Parallèlement à ces vagues de manifestations actuelles, un rapport a été publié qui documente l'ampleur de la violence survenue lors des troubles précédents. Selon les informations, jusqu'à 18 000 personnes auraient perdu la vie en lien avec ces protestations. Ce chiffre dépasse largement les estimations précédentes et illustre la dureté avec laquelle les forces de sécurité auraient agi contre la population civile.

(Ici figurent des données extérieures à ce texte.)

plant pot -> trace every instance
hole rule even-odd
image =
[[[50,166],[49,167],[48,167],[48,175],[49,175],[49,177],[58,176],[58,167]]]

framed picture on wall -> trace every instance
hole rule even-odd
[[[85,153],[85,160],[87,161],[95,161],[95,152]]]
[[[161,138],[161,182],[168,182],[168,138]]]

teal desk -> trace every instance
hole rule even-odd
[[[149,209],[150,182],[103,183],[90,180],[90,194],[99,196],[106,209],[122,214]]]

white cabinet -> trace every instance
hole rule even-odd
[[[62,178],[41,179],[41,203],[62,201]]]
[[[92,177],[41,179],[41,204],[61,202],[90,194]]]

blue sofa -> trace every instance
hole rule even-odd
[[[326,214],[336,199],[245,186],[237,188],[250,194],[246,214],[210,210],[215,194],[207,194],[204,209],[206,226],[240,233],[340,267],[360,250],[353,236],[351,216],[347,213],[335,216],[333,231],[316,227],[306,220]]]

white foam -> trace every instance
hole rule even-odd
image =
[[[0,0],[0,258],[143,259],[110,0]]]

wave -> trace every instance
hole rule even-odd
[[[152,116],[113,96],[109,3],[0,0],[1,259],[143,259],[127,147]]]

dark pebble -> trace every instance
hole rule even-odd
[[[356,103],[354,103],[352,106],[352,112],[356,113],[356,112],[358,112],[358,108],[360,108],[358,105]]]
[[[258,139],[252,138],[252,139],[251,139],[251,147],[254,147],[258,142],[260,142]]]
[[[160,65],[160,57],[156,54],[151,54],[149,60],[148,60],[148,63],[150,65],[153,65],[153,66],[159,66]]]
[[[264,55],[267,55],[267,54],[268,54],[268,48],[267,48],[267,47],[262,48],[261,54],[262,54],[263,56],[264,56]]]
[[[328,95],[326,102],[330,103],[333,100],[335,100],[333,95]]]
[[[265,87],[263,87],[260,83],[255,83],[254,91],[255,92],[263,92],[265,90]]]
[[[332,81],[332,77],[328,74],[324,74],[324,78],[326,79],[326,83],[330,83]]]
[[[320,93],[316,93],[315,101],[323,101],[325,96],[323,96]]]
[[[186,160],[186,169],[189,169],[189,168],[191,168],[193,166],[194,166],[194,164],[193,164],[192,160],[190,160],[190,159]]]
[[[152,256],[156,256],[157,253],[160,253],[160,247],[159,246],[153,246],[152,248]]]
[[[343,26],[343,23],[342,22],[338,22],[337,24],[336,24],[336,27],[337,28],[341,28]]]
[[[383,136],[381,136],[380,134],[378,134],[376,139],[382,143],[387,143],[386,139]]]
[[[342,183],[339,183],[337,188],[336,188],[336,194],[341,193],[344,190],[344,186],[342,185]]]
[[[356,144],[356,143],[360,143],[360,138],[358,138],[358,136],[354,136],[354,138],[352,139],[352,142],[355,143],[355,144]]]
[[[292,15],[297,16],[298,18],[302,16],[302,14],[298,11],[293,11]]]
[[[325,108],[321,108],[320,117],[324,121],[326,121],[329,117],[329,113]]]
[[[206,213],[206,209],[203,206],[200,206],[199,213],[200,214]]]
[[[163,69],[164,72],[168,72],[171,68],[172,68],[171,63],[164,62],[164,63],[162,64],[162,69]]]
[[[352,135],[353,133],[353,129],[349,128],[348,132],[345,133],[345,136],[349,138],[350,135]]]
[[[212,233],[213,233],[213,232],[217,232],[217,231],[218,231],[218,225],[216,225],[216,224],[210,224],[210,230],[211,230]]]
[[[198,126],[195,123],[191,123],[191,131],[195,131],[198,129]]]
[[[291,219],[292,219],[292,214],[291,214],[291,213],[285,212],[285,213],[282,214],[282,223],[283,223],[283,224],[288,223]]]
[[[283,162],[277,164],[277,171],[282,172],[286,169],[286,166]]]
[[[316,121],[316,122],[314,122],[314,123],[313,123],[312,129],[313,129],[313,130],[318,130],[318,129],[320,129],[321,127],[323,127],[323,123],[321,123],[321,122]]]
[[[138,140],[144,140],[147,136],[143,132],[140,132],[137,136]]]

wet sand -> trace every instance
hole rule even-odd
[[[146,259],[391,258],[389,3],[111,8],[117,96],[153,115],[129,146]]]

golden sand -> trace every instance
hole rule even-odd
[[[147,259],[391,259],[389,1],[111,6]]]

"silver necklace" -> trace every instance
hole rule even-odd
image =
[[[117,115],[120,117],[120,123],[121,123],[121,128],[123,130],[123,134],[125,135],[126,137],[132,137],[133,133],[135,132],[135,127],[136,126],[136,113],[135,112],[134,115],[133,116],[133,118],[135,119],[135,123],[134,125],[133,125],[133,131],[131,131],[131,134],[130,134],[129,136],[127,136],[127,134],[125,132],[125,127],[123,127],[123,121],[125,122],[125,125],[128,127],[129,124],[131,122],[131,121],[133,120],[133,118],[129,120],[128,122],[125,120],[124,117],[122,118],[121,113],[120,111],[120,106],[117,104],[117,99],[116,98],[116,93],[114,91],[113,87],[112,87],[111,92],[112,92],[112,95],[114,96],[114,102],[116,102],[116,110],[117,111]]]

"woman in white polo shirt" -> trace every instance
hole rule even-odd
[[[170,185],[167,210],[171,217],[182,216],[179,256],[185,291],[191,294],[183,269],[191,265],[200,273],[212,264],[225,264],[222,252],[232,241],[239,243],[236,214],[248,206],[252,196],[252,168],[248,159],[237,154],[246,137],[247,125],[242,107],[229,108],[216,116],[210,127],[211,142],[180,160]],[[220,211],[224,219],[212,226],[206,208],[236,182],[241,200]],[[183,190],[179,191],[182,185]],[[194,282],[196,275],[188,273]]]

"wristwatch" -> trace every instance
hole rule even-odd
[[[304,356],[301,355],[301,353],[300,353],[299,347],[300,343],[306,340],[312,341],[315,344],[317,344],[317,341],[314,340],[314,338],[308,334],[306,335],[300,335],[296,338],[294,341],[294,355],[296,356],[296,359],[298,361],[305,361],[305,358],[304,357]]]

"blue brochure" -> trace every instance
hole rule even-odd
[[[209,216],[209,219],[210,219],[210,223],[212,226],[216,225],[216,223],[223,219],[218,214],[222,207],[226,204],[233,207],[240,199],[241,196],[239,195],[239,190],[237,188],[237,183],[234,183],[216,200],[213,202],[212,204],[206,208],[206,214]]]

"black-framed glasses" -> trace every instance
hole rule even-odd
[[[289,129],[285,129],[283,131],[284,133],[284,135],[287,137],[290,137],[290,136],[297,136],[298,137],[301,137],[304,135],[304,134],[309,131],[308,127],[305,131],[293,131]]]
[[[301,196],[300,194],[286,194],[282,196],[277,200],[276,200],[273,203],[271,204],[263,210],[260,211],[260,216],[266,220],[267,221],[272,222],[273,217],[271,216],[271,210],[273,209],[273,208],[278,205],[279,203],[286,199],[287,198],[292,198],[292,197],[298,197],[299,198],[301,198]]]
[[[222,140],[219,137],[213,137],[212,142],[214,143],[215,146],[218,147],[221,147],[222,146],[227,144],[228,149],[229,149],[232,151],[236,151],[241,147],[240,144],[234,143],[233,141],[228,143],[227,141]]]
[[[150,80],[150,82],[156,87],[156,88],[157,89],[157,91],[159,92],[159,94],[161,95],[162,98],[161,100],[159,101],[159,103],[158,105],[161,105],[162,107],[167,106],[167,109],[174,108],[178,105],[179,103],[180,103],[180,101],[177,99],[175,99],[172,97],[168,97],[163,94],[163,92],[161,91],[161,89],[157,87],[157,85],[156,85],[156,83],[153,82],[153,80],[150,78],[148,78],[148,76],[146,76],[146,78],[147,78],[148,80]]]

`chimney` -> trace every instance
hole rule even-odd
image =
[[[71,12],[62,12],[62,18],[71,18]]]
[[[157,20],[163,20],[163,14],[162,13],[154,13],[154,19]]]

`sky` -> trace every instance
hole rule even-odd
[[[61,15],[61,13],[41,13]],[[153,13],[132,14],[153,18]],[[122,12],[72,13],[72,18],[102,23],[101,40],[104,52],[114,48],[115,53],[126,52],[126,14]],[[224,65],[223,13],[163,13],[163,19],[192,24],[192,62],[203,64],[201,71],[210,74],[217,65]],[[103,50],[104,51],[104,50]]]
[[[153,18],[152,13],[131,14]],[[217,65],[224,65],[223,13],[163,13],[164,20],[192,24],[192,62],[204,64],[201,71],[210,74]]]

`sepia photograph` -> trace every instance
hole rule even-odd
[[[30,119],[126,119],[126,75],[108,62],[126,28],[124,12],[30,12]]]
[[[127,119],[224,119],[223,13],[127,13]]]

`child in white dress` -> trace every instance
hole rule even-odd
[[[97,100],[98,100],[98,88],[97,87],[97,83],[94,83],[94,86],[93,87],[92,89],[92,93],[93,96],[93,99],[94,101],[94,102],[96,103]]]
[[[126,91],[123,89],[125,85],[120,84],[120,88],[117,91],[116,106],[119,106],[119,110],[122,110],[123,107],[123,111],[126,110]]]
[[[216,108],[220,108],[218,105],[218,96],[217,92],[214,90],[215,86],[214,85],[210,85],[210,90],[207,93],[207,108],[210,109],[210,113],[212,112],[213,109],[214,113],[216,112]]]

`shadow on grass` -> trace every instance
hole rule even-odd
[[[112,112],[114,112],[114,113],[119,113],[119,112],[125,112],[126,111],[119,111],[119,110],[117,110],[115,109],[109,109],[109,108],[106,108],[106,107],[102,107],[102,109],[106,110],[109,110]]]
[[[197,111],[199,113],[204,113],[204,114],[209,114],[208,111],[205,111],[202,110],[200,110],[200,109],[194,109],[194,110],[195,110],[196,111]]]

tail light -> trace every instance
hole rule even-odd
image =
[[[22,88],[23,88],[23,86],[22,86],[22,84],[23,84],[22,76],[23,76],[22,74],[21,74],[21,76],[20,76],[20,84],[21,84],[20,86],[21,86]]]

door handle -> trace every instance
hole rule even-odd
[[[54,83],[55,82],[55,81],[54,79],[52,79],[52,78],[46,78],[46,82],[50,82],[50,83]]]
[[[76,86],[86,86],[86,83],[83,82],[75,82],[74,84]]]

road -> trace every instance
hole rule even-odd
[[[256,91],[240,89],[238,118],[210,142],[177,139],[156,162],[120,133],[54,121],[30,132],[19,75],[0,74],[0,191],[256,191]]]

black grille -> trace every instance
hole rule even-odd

La communauté internationale observe la situation avec une inquiétude croissante. Les organisations de défense des droits de l'homme appellent à une enquête indépendante sur les événements. Le gouvernement iranien ne s'est pas encore exprimé officiellement sur le nouveau bilan des victimes, mais il rejette régulièrement les critiques sur sa manière d'agir comme une ingérence dans ses affaires intérieures. La situation dans le pays reste tendue, car la fin de l'insoumission civile n'est pas envisageable pour le moment.